Bureau B / VÖ: 7. April 2017 / Krautrock
ikreidler.de
Text: Michael Bohli
Die Welt macht oft einen Strich durch die eigenen Pläne – so mussten auch Kreidler spontan umdenken, kurz vor dem Mastering ihres neuen Albums. Denn obwohl die Band aus Düsseldorf zufrieden mit ihren neuen Songs war, schienen diese nicht mehr auf unseren Planeten zu passen. Vorherrschende Stimmungen wie Xenophobie und Hass schreien direkt nach einer Reaktion und somit trafen sich die Musiker noch einmal im Studio in Hilden, um neue Improvisationen einzuspielen. „European Song“ ist somit eine Bestandesaufnahme in fliessendem Krautrock und eingestreuter Electronica. Und eine passende Fortsetzung der Bandgeschichte.
Kreidler standen schon immer für eine interessante Mischung aus Techno, Rock und Leftfield. Ihre Lieder bleiben auch auf „European Song“ oft zurückhaltend und spielen mit den gegebenen Rhythmen und Melodien. Die Musiker waren bei der Aufnahme spontan, benutzten aber keine Overdubs oder grosse Produktionszaubereien. Stücke wie „Kannibal“ oder „Radio Island“ atmen den freien Geist und wirken wunderbar geformt. Und es passt, dass hier keine Gesänge zu finden sind. So wirkt die Musik in ihrer Reinheit.

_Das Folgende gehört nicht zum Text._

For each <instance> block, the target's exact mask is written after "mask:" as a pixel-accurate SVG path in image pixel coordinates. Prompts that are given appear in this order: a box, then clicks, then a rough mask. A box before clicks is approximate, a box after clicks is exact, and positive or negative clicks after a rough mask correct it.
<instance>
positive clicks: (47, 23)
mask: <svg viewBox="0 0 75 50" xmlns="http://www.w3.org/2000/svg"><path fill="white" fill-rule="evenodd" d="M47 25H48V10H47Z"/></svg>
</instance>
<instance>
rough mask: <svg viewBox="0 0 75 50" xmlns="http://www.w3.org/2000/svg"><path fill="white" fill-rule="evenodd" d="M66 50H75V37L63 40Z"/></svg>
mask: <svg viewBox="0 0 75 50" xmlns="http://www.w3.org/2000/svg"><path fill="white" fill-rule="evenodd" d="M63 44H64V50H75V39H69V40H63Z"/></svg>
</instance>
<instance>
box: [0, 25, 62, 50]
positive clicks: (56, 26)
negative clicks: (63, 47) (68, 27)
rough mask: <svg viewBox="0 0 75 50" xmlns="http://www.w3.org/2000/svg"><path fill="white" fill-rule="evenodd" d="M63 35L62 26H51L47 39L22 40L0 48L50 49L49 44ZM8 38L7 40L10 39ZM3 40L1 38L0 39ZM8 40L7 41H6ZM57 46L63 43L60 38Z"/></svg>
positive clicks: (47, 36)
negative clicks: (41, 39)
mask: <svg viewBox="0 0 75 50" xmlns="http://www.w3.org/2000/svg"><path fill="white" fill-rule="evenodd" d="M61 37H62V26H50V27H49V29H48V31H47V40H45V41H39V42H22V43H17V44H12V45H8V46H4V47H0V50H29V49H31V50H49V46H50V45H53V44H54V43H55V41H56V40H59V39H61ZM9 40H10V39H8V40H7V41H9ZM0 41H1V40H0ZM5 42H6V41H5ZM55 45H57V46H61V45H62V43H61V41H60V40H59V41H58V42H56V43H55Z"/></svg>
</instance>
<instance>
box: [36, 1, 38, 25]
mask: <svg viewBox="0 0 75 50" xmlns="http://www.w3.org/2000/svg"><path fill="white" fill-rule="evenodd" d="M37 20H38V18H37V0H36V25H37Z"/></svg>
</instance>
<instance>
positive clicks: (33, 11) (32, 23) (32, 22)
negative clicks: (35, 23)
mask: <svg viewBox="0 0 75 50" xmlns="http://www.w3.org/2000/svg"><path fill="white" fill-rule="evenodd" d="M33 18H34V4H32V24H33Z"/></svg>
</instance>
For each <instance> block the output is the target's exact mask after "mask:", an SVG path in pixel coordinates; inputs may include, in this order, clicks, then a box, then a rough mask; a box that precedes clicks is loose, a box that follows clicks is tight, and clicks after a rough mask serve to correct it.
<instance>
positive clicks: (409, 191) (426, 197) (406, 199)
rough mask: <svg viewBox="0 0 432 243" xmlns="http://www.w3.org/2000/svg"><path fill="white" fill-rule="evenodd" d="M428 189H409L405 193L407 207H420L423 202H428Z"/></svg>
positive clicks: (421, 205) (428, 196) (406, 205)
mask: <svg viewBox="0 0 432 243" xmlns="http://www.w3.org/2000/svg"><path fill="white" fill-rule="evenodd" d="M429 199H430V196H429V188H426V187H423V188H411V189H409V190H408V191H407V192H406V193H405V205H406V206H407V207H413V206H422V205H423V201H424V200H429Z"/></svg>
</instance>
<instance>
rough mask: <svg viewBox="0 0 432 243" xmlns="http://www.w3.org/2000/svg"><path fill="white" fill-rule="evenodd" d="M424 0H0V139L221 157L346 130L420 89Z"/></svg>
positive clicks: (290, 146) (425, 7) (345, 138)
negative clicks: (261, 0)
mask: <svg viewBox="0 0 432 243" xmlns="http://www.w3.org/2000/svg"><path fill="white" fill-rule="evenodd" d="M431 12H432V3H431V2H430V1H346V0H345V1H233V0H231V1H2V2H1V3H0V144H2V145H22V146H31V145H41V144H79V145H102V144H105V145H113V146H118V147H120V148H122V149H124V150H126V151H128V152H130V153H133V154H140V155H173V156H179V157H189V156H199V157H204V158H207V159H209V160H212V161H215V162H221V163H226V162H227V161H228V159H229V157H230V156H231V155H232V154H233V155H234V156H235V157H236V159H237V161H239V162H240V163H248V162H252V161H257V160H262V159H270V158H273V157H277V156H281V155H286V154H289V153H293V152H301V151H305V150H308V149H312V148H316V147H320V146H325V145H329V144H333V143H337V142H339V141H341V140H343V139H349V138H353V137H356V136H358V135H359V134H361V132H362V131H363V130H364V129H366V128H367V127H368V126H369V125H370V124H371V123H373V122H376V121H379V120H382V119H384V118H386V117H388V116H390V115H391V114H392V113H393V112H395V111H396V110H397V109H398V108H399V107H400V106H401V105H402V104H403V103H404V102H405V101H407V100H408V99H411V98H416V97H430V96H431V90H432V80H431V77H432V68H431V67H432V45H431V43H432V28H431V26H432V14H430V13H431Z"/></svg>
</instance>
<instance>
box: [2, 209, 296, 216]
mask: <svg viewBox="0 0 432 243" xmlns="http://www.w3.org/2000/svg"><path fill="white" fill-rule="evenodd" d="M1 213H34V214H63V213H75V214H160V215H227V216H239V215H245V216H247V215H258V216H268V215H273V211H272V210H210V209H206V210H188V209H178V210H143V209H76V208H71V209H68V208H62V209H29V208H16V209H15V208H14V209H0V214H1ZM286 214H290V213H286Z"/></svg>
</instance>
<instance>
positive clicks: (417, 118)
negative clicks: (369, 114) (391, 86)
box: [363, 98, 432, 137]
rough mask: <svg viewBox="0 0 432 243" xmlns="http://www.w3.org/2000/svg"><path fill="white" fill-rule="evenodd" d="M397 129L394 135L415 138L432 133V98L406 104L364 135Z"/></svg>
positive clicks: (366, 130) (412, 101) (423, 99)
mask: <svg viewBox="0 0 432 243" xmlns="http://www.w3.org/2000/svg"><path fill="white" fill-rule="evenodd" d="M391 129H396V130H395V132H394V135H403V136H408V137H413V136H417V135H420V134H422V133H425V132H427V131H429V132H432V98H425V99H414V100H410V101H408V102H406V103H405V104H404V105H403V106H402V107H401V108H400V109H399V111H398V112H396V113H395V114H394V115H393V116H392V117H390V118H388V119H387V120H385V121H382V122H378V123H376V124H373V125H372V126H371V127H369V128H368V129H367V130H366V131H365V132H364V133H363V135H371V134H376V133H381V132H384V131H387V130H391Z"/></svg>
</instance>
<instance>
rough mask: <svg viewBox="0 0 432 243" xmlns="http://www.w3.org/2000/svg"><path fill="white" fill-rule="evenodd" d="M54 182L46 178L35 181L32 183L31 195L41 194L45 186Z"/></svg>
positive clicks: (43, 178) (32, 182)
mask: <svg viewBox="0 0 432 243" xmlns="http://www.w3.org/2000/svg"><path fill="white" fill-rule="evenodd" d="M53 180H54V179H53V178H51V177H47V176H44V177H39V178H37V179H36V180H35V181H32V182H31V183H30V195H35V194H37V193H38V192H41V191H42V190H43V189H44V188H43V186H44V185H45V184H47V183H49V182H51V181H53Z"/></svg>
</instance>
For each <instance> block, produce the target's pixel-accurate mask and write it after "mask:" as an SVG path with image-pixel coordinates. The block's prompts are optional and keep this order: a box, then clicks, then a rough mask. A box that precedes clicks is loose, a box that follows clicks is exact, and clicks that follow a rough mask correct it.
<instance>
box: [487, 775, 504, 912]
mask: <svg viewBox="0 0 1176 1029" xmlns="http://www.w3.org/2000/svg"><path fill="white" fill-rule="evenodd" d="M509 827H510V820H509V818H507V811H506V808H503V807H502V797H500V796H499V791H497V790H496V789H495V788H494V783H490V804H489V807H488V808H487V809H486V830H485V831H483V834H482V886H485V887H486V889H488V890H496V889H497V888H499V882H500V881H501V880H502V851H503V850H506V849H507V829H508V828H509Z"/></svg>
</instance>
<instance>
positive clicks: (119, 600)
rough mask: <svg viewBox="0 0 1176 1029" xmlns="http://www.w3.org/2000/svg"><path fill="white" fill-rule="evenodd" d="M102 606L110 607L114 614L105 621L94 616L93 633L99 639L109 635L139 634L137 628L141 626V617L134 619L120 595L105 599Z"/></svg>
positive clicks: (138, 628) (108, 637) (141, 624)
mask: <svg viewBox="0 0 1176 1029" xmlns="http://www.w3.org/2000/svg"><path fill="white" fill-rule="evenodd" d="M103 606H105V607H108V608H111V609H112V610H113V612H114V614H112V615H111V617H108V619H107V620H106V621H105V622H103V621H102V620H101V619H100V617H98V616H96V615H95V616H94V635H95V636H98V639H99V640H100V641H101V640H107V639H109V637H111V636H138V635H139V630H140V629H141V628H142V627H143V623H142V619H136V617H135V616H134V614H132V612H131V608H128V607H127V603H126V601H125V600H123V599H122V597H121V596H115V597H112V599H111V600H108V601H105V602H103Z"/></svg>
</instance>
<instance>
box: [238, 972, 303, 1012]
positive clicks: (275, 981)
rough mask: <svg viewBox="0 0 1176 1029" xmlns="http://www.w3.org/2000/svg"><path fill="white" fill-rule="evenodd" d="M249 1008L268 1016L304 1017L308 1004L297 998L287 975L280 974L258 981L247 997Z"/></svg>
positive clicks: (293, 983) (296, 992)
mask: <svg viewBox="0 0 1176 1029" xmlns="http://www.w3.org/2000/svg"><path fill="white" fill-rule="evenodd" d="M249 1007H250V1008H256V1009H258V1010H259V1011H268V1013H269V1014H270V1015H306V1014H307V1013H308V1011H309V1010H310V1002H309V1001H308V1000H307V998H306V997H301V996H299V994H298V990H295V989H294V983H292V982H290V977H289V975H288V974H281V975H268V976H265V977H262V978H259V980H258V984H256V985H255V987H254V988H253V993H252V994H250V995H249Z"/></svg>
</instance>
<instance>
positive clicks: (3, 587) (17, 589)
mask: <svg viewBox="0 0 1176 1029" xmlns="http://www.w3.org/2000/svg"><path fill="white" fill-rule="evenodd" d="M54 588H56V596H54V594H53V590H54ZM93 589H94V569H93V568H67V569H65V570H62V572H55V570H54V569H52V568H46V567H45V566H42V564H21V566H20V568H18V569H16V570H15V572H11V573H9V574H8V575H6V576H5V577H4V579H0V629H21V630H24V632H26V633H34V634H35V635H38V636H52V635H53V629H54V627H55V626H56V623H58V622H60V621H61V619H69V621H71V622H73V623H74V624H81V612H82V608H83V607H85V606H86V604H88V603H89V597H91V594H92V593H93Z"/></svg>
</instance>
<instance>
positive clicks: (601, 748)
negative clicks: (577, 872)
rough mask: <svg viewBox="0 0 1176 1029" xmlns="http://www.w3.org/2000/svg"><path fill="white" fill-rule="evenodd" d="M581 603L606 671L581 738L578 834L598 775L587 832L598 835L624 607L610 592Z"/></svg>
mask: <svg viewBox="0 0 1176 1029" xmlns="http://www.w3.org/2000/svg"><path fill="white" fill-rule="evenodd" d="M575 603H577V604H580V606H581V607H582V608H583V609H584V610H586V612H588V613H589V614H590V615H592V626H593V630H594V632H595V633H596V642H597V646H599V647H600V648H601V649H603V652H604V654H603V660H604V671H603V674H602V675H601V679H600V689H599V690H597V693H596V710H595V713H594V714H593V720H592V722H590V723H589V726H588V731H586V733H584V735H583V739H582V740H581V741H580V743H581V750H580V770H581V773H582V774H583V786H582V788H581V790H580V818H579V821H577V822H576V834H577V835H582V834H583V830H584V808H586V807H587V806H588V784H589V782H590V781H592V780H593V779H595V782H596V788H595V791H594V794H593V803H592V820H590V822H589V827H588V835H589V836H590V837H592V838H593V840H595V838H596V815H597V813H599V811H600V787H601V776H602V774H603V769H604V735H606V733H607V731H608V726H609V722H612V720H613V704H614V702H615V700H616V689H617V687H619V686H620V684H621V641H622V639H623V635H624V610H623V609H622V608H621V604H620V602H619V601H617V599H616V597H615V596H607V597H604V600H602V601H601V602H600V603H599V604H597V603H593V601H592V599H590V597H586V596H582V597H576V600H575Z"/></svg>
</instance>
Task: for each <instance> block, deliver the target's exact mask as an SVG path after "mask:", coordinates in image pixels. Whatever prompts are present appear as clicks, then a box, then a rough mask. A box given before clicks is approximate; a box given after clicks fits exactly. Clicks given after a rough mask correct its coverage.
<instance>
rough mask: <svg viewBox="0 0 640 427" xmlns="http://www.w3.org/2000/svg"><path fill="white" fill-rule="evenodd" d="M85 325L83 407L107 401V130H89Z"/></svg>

Sicherlich, eine direkte Antwort auf die momentanen Probleme ist die neuste Scheibe von Kreidler nicht – aber auch keine Verleugnung. Man spürt die Absichten und mit sich immer stärker steigernden Liedern baut die Band eine gute Spannung auf. Somit ist „European Song“ ein Gemeinschaftswerk und präsentiert Musiker, die fantastisch aufeinander abgestimmt sind. Und ja, auch die billig wirkenden Klänge aus den Synths sind gewollt – in der heutigen Zeit glänzt schliesslich auch nicht alles. Aber wir sind alle gemeinsam da, wie Kreidler es vormachen.